Met een dof geluid belandt mijn tas op de grond. Ook mijn slaapkamerdeur gaat met een klap dicht en ik slaak en zucht. Je zou bijna denken dat ik voor de tweede keer mijn puberteit beleef. Maar het zijn niet m’n ouders waar ik boos op ben. Ik voel me in de steek gelaten. En dat door niemand minder dan God.

Met een zware, emotionele en pijnlijke week achter de rug, kan ik alleen maar zuchten. Ik wil graag op momenten als deze m’n hoop en kracht putten uit m’n geloof. Maar waarom is het zo dat ik het juist nú ontzettend moeilijk vind om te geloven? Uiteindelijk gooi ik alleen maar verwijten naar Gods hoofd, als een puberende, boze tiener.
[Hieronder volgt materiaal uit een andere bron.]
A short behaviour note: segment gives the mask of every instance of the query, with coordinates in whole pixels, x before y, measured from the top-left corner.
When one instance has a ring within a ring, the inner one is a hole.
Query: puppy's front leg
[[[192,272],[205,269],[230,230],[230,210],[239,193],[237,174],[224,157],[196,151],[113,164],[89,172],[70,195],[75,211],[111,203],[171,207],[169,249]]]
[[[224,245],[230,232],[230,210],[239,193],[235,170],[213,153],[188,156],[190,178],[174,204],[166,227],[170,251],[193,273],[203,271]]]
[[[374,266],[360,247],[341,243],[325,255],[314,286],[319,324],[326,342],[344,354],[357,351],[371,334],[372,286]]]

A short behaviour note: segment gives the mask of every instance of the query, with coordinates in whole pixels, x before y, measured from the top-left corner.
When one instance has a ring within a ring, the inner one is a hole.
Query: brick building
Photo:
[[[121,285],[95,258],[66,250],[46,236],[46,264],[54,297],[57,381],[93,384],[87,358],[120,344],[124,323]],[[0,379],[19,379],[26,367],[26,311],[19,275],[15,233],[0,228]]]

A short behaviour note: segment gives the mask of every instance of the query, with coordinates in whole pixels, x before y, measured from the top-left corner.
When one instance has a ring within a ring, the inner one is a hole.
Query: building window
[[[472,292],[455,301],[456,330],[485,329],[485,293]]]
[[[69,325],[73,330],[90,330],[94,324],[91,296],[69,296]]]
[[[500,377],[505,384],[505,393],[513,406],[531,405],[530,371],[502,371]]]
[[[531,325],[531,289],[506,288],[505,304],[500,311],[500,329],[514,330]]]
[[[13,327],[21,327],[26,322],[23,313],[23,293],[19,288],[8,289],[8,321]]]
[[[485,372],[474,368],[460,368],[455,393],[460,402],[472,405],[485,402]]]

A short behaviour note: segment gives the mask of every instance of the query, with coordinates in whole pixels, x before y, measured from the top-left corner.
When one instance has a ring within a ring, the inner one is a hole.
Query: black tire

“Waarom dit? Waarom wij? Waarom op deze manier? Waar hebben we dit aan te danken? Wat hebben we verkeerd gedaan? Waarom helpt U niet? Waar bent U? Ziet U dit wel? Troost ons dan! Help ons uit deze trieste situatie!”

Ik kan alleen maar in frustratie uitroepen. En telkens weer opnieuw stromen de tranen over m’n wangen.
Laten we zeggen dat ik deze week veel heb gehuild.

Ik heb jaren geleden een blogbericht geschreven over het zitten op een wip-wap. Het blogstuk staat trouwens ook in m’n bundel. De wip-wap was precies waar ik aan moest denken toen ik vanochtend de dominee hoorde zeggen: “Wees dankbaar, want elke dag is er iets om blij om te zijn.” Ik moest me inhouden om niet met m’n ogen te rollen. Sorry, meneer de dominee. U zult best wel gelijk hebben, maar ik zie dat ‘vrolijke ding’ deze week dus even niet. Nee, ik zit momenteel onderaan die wip-wap naar God te schreeuwen, omdat hij zo ver weg lijkt dat het voelt alsof Hij me niet hoort.

De realisatie

Toch ben ik vanmiddag in de stilte van m’n kamer er weer achter gekomen dat ik fout zit. Ik heb mezelf voor m’n kop geslagen. God is er wel. Hij zit niet met Z’n hoofd in de wolken terwijl ik met m’n voeten de koude grond raak. Hij laat m’n familie en mij niet stikken. Helemaal niet in zo’n zware tijd.
Maar zoals ik als communicatiestudente weet, is communiceren soms lastig. Ook voor onze Vader. Daarom praat Hij niet direct met ons, maar stuurt Hij de steun van andere mensen. Want dat hebben we tot nu toe in overvloed ervaren. Mensen die je een schouderklopje geven, een bloemetje of hulp aanbieden.
Hoe stom ben ik geweest om me te bedenken dat ik daar niet dankbaar voor kan zijn? Ik was weer eens te druk met boos zijn. Sorry, God. En dankjewel dat U me nooit laat vallen. Zelfs niet als ik denk dat het allemaal te veel voor me wordt.

Dankjewel voor alle steun, lieve mensen. Het is erg moeilijk om een familielid te verliezen terwijl ze er eigenlijk nog zijn. Alzheimer is een vreselijke ziekte die te veel families kapot maakt.